Ottawa, with other priorities on its plate, has given no timeline for legalizing and regulating pot and Johnston said there’s been no consultation with cities dealing with issues such as licensing and zoning for dispensaries and commercial grow-ops.

Vancouver turns to U.S. cities for guidance on pot regulation

Meanwhile, the city has turned to counterparts in U.S. states that have legalized marijuana.

“Those cities had experience establishing a regulatory regime – in Denver and others – and they’re much further along the path that we’ve been on, so we’ve been learning from them and engaging how do you set up a regulatory structure,” he said.

The lack of guidance from Ottawa is not surprising, said Zachary Spicer, a Brock University political scientist who studies municipal government.

“For the most part, whenever there are federal policy changes that affect cities, cities are often sort of the last to know,” he said.

ALSO READ: Medical pot users make case against large-scale production in court

Municipalities aren’t formally recognized as a third order of government in Canada, so the federal government does not feel obliged to consult them in the same way as provinces when it comes to policies and programs.
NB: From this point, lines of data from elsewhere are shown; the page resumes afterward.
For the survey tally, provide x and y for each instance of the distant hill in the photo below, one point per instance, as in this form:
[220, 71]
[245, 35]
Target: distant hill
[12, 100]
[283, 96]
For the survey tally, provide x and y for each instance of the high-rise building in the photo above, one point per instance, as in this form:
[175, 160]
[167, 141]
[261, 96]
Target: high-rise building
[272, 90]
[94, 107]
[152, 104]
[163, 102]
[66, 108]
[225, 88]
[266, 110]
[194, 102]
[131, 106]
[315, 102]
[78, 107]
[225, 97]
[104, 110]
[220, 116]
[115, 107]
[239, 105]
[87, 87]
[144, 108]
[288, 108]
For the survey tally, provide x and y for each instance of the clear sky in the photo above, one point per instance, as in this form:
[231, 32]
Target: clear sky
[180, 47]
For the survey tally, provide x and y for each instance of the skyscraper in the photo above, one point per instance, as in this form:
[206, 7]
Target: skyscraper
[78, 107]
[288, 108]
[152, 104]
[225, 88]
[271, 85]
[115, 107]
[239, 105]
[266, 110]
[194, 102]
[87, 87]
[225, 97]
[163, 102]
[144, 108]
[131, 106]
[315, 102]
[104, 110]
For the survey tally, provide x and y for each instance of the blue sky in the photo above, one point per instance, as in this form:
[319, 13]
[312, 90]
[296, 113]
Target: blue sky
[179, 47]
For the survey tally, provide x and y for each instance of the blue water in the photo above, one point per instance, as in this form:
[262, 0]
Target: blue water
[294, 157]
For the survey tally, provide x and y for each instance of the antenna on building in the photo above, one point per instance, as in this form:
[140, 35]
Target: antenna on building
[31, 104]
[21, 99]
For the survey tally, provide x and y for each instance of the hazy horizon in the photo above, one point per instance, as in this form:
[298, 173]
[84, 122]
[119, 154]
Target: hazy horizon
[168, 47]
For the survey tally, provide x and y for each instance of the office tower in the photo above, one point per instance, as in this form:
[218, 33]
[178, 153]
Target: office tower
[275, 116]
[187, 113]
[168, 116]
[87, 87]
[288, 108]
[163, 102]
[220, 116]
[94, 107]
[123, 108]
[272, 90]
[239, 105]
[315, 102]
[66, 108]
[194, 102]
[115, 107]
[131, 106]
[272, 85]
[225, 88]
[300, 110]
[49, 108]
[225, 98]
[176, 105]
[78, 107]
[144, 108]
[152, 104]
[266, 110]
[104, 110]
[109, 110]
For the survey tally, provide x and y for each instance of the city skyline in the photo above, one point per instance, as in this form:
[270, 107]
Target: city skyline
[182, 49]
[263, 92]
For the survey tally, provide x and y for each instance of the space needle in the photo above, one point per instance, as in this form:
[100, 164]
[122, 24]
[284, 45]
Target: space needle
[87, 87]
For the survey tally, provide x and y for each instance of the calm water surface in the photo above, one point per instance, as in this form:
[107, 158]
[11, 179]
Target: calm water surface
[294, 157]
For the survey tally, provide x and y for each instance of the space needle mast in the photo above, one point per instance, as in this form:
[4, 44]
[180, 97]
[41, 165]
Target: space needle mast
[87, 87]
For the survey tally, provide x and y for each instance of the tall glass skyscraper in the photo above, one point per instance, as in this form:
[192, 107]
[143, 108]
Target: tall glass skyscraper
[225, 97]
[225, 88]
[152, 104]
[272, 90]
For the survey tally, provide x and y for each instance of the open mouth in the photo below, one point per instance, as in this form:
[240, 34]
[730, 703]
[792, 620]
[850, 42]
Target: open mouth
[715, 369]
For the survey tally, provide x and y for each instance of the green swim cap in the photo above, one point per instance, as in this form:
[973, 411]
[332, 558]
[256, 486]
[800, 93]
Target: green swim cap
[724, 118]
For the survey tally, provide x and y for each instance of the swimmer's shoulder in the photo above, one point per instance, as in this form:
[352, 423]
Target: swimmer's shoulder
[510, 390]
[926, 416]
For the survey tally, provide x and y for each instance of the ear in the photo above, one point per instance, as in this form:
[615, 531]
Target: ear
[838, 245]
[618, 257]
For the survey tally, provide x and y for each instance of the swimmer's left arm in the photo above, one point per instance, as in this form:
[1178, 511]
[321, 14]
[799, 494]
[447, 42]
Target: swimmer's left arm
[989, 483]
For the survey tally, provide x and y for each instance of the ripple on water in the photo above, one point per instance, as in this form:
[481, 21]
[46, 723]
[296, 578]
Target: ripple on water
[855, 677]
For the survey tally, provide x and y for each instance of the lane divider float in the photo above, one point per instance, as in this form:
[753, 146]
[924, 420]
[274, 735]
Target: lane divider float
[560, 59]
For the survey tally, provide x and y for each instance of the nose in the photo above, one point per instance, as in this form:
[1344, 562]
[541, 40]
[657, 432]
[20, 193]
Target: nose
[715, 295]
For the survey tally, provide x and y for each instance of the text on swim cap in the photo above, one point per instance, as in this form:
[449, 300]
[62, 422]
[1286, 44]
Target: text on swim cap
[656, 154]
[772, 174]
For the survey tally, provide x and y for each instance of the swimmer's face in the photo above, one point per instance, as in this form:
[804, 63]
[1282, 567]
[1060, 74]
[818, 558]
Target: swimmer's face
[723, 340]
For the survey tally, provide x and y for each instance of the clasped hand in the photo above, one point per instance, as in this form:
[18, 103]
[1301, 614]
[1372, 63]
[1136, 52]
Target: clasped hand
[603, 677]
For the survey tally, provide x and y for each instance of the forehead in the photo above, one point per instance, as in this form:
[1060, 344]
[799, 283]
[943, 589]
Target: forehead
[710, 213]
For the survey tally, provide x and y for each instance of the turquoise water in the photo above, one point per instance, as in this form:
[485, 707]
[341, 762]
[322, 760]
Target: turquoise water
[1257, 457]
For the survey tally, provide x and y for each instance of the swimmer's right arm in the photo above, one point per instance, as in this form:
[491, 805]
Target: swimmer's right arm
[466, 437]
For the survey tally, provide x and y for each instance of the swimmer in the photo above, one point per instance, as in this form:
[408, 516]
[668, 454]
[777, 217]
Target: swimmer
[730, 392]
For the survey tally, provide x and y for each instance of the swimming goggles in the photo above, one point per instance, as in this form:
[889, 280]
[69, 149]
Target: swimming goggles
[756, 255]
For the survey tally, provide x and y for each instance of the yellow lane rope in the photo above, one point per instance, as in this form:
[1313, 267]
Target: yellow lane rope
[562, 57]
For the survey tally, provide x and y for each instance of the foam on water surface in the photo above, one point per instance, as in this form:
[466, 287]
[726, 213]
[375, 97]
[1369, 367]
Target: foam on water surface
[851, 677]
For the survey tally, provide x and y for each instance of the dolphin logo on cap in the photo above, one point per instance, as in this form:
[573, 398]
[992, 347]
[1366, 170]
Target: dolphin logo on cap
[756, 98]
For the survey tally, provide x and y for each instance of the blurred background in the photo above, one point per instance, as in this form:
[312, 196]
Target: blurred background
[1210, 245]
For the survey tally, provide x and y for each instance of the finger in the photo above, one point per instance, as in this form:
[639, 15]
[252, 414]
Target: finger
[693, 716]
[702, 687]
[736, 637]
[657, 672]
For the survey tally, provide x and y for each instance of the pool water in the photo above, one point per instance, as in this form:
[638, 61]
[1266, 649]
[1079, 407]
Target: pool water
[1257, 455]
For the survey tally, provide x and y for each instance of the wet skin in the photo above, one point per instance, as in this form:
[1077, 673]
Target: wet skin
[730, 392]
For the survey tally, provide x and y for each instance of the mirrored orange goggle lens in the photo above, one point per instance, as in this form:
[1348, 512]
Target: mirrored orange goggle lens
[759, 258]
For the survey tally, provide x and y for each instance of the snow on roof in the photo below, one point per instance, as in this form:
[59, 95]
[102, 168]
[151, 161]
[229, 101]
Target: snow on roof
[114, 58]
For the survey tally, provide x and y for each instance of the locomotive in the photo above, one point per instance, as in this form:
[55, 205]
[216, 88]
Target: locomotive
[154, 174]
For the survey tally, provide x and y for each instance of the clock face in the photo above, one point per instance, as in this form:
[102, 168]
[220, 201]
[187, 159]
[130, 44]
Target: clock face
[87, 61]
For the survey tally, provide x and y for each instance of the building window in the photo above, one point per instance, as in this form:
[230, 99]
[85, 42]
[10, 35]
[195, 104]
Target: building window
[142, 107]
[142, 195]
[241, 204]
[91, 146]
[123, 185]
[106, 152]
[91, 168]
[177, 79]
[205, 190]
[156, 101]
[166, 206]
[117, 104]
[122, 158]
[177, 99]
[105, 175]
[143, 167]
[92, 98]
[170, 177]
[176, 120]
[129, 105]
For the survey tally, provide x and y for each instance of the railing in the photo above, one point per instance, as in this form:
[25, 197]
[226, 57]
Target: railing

The most recent example of this relationship has been the Syrian refugee crisis, said Spicer. The Liberal government set up its game plan knowing federally-sponsored newcomers would have to be resettled in cities but “there wasn’t a whole lot of consultation.”

The result, said Spicer, was refugee families crammed into hotel rooms for weeks because of of a lack of housing, problems with delivering health care and other services.

Spicer was not surprised Ottawa hasn’t reached out on pot yet.
“I think part of this has to do with the fact that feds haven’t really gotten to the stage where they even know exactly how this is going to roll out,” he said.

“When the feds move, the provinces move and the cities will have to do something too.”

Spicer said he doubts other cities will take a cue from Vancouver and implement their own regulations.

“Most city politicians are timid – I guess that’s sort of a nice way of saying it – especially when it comes to policy areas that they feel are firmly outside of their jurisdictional reach,” he said.

Civic politicians wait on feds to lead on pot regulation

Most will watch and wait, nudging gently via their local MPs to try and speed up the process, said Spicer.

“I think when consultations start they’ll absolutely want to be at the table for that,” he said.

Meanwhile, Kirby-Yung faces the prospect of hordes of pot smokers, sensing they’re close to achieving their dream, descending on one of Vancouver’s most scenic places – with or without her board’s permission.

Vancouver police spokesman Sgt. Randy Fincham said the priority for policing 4/20 will be public safety over writing bylaw-infraction tickets or arresting people on pot charges if enforcement at such a large gathering might cause harm. In the past, police have stepped in when there’s violence or open drug dealing.

“We take a proportionate approach to what’s going on,” Fincham said.

Residents of the nearby apartment towers have flooded the board with calls and emails opposing the event but Kirby-Yung said there are no plans to try and block it through legal action.

“We’re looking for a good partnership with the City of Vancouver to work with us to try deal with an event that’s happening and the public feels very strongly about,” she said.

So in all likelihood what may look like a small fog bank hugging the shore of English Bay this April 20 in fact will be a pungent cloud of something altogether different.